No hay mucho que decir sobre el estar enfermo, salvo que si uno permanece enfermo mucho tiempo, tiene mucho tiempo para pensar. Para los que se encuentran permanentemente mal no hay distracciones capaces de llenar los interminables días y, además, es posible que la enfermedad le quite al enfermo las energías que necesita para leer o jugar a algo. Así que uno no tiene más remedio que pensar, aunque no se trate más que de ese tipo de pensamiento divagador que lo lleva a uno sin objeto del pasado al presente, de las comidas que ha comido, de los (o las) amantes que ha besado, a las noches de humillación, a los amargos arrepentimientos.

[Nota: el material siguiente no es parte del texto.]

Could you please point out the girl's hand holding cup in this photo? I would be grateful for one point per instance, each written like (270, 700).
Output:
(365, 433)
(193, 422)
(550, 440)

Cale tenía habilidad para aquel tipo de cosas. En el manicomio dominado por Kevin Meatyard, había podido emplear la habilidad adquirida en el Santuario durante todos aquellos años para ir a refugiarse a algún rincón del interior de su propia cabeza. Pero aquellos días había estado tan poco consciente de lo que pasaba en el mundo como una piedra: por un lado estaba su espantosa vida real, y por otro su mundo imaginario, donde todo era maravilloso. Ahora, las ensoñaciones que iban y venían se mezclaban con las numerosas cosas que le habían sucedido desde entonces. Las ensoñaciones habían dejado de ser un placer, y ahora trataba de pensar en cosas útiles, de dar vueltas, machacar y reelaborar ideas, planes y nociones que de estar bien habría barrido hasta un rincón de la mente y dejado que se llenaran de polvo.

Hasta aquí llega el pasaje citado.